Artificial Intelligence Is To The Mind What The Automobile Was To The Body

I spend a lot of time thinking about real world analogies for the Internet, and more recently for artificial intelligence. One analogy for the Internet I keep coming back to is the automobile, something which I think works well when also applied to AI. I feel like artificial intelligence is to the mind what the automobile has been for the body. I predict that in the 2100s we’ll be working hard to extract AI from our daily lives in similar ways to how we are working to extract automobiles from our daily lives today. I don’t think the Internet is relevant anymore, and everyone will see computers and networking simply as artificial intelligence moving forward, and AI will be used to abstract away meaningful things in our day in perpetually new and troubling ways.

Like the automobile, artificial intelligence will have utility and purpose in about 10-30% of the time. However, another 30% of the time it will be stretched and pushed to be used when it probably wasn’t the best solution. Then the final 30% of the time when AI is a really bad idea, because people are captured by market forces and thinking, they will choose to ignore the negative repercussions of AI until it is far too late. I don’t doubt that the automobile has significant uses and has transformed our world, but the way that we went all in on the automobile instead of light rail, or even just walking, is something that will reflect our decision making process for how artificial intelligence will be applied throughout our lives–whether we want it or not.

Think about all the stupid money that was spent in the world between 1925 and 1975 on automobile infrastructure, and how we are just now learning how buses, rail, and walkable cities were starved out of the popular imagination in these moments. That is where we are with artificial intelligence. An obscene amount of money will be spent on AI infrastructure right now at the cost of the environment and our communities in coming years despite all evidence that it might not be the most logical approach. It won’t matter, because the people in power who are leading things are captivated by visions of artificial intelligence in the same way that city planners were captivated by the automobile in the early and transformative years of our cities and automobiles.

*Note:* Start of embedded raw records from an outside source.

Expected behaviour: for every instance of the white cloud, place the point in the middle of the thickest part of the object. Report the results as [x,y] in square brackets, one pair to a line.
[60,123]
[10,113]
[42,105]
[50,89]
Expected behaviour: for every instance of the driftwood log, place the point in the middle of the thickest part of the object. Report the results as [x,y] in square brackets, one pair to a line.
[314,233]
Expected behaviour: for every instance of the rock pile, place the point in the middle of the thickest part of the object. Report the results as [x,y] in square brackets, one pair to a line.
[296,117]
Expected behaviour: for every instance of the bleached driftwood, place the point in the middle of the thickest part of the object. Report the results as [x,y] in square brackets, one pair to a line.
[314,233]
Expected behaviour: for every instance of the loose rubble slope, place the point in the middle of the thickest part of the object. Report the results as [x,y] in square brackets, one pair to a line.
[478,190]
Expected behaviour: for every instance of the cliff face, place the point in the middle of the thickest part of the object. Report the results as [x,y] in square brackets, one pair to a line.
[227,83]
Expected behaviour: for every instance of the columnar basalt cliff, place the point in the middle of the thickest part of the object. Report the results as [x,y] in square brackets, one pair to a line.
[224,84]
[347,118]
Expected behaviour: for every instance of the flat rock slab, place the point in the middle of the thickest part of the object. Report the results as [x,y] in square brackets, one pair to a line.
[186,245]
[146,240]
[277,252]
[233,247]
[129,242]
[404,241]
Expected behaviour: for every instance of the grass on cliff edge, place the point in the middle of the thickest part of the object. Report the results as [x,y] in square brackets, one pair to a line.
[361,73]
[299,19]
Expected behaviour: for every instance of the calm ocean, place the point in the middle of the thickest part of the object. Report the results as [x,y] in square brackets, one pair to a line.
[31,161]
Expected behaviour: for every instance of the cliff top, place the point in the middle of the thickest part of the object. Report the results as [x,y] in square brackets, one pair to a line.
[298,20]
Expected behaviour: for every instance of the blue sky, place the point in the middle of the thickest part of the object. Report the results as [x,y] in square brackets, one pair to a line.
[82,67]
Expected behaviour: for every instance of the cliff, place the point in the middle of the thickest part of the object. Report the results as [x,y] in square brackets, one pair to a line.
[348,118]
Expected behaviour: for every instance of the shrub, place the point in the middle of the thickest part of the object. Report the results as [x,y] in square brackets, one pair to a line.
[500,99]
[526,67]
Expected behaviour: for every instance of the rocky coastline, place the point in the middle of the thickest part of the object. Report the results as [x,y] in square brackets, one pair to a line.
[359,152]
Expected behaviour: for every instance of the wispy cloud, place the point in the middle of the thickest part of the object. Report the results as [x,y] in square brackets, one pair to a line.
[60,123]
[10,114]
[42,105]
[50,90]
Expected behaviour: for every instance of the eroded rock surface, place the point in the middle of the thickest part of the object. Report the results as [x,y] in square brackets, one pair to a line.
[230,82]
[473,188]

Consider getting in your car to drive two blocks to the convenience store, now imagine the AI equivalent. Or worse, think about getting your car to drive four blocks to the gym, when you probably should have walked, biked, or ran. What is the AI equivalent? Now, think about freeways crushing and dividing black communities during the 1950s and 1960s, and AI being used to determine which apartments you can rent based upon your credit score, or deciding whether or not you are a criminal in a court of law. You can look around our cities today and see evidence of the money spent to separate our physical world based upon class and race, which is something that will be much, much, much, more difficult to see when it is artificial intelligence.

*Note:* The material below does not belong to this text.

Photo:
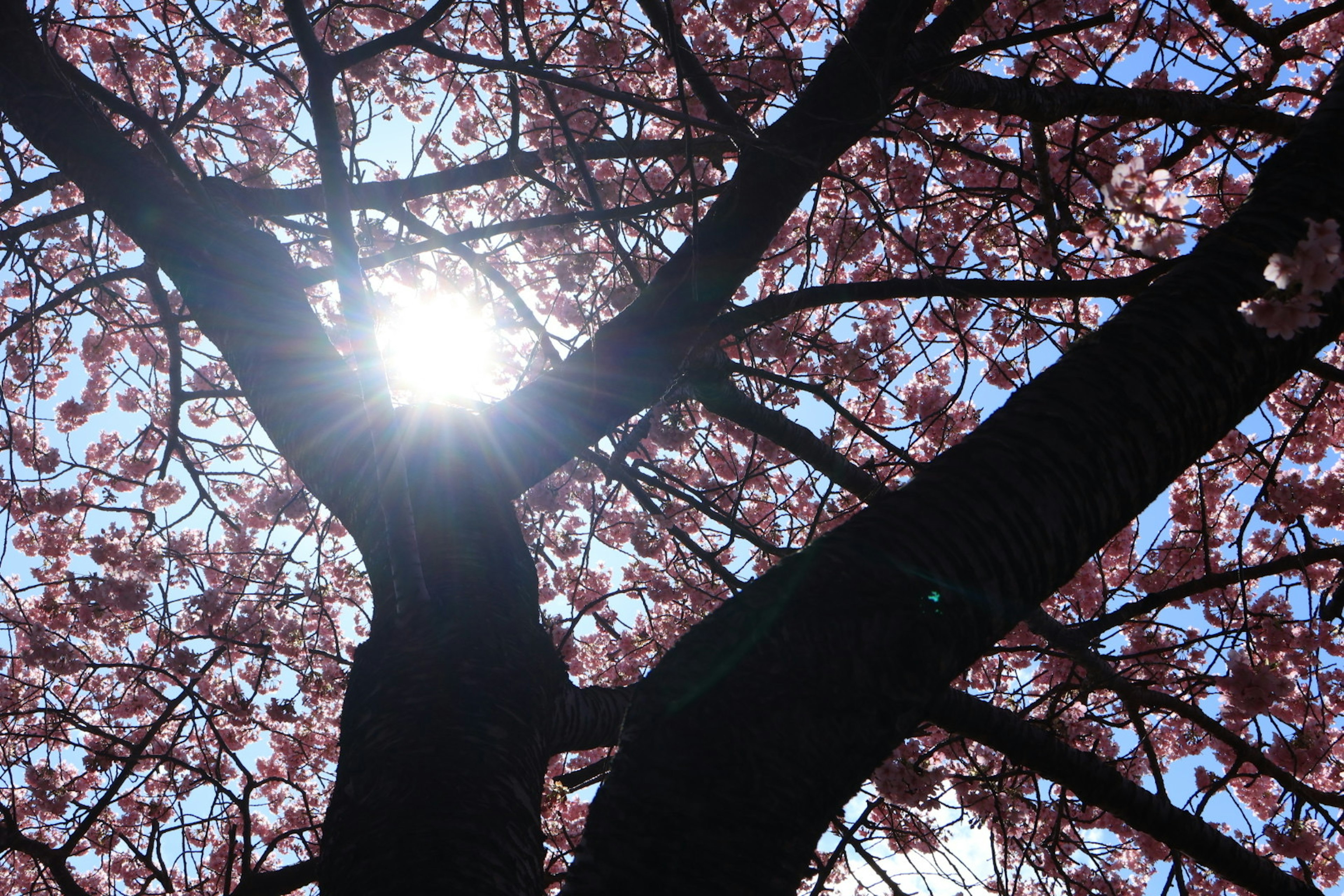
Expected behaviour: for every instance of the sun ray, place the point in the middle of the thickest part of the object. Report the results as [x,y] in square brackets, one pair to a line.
[439,347]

I don’t argue that the automobile has done good, but you also can argue that the automobile has done many awful and horrible things to our world. For the first time in my life I am seeing that my life is better without an automobile. Once you get here you begin to see that the automobile has done more harm than good to our world. It is difficult to see when you are sitting in a car in traffic, and paying that car and insurance payment for the car in your garage–it will be impossible to see when sitting at the chat prompt, allowing AI to shape your world. We are entering an era of insanely stupid investment in artificial intelligence, only to eventually realize that the negative impact outweighs the benefits, but it will be too late and will be something that takes us centuries to dig out from the destruction.